Department of Geography, The University of Hong Kong, Pokfulam Road, Hong Kong, GCSLIN{at}hkucc.hku.hk

The dynamic of globalisation and urban change in Europe and North America has been extensively documented. Relatively little is known about the processes and consequences of spatial restructuring in metropolitan regions within the context of a transitional socialist economy. This study investigates economic restructuring and spatial transformation in one of the most dynamic metropolitan regions in China. Deregulation of the post-reform socialist central state has allowed Chinese peasants to diversify agricultural production and to industrialise the rural economy according to various personal strengths and the changing market demand.
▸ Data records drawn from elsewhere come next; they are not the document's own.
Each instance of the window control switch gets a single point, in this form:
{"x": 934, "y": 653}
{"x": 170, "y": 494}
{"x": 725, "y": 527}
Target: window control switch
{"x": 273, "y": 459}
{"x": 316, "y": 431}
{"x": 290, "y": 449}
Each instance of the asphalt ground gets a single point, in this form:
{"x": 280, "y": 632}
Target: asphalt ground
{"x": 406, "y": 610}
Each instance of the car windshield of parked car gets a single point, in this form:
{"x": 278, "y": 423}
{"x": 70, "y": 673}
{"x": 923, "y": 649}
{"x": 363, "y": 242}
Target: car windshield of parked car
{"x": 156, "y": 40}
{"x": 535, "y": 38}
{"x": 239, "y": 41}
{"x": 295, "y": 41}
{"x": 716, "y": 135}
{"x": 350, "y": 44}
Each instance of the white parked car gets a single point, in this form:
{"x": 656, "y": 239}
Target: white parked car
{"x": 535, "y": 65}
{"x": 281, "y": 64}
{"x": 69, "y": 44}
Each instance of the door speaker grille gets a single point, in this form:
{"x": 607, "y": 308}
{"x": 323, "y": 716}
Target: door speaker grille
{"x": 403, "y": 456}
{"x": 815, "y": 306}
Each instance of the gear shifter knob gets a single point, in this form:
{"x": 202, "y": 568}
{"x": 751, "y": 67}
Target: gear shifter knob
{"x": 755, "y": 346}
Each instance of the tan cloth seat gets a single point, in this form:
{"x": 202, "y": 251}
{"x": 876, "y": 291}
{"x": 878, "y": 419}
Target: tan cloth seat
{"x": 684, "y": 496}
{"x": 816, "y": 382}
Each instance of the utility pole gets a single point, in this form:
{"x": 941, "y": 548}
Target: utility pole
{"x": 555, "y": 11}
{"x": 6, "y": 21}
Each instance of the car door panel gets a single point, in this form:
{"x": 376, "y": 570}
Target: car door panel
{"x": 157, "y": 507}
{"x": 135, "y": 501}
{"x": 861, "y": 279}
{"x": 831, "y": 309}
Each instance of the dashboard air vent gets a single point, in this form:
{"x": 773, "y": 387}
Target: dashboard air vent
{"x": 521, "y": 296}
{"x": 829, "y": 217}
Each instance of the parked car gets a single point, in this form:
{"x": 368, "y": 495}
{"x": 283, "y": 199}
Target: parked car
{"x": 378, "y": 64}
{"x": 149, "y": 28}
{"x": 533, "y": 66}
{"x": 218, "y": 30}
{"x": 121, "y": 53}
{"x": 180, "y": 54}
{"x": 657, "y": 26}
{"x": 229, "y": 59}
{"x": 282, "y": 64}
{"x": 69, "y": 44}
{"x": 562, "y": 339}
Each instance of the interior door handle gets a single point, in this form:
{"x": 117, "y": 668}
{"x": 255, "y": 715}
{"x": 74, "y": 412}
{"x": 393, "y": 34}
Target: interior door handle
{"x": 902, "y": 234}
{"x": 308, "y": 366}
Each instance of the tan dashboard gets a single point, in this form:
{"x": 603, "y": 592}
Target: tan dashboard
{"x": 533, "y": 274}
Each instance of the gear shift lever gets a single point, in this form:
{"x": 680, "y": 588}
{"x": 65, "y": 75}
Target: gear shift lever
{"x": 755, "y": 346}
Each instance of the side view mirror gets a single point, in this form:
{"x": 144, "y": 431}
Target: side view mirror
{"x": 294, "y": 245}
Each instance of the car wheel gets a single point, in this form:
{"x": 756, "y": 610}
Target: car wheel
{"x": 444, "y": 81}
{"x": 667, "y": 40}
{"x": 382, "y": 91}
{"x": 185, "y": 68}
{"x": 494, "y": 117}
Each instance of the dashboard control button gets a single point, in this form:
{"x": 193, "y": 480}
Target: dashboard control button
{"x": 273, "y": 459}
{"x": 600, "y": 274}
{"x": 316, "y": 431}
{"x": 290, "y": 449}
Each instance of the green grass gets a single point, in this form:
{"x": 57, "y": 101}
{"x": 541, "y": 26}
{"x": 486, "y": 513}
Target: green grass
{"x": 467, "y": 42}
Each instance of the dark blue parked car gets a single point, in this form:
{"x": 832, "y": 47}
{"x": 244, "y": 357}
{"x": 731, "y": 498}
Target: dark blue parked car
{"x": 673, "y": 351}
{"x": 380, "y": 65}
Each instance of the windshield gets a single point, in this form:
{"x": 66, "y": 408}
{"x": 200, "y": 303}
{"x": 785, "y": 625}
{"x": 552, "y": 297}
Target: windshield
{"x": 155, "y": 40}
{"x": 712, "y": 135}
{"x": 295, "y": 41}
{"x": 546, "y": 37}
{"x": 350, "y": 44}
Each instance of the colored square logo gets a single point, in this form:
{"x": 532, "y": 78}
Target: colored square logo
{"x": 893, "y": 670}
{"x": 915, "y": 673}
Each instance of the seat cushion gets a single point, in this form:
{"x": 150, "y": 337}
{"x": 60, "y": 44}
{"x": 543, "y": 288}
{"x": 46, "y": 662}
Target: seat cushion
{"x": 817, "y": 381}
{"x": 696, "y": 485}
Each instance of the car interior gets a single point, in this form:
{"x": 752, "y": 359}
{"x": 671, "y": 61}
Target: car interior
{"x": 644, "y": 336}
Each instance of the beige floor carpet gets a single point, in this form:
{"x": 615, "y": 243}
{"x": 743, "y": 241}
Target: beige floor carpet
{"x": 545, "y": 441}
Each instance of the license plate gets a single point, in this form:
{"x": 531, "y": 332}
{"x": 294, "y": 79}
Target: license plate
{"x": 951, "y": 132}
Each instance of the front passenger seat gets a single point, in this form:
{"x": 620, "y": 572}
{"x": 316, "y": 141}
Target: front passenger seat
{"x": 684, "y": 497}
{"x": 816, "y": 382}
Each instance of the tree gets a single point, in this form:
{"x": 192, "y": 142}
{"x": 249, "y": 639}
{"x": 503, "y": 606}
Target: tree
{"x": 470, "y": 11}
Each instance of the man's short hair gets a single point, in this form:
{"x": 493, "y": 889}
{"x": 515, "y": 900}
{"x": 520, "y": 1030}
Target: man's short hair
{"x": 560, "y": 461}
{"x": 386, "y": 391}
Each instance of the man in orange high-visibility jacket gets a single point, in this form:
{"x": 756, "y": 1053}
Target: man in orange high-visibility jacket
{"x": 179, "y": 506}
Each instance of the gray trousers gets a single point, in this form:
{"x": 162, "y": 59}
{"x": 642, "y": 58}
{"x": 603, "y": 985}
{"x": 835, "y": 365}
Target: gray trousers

Despite the rapid commercialisation and industrialisation of the regional economy, there has been no growing concentration of population and production facilities in large cities. The loci of accelerated economic growth, increased population mobility and massive land-use transformation have been in the intermediate zones surrounding and between metropolitan centres. Rapid expansion of the extended metropolitan zone has been driven primarily by forces of rural industrialisation at the grassroots level rather than a result of urban sprawl. The on-going processes and evolving patterns of 'urban-rural integration' (chengxiang yitifa) in Chinese extended metropolitan regions demonstrate the complexity of the relationship between industrialisation and urbanisation in different political economies and question the adequacy of the widely accepted urban-rural dichotomy. The intrusion of global forces has not homogenised local particularities. Global capitalism has to seek shelter from locally specific conditions in order to take root in socialist soil.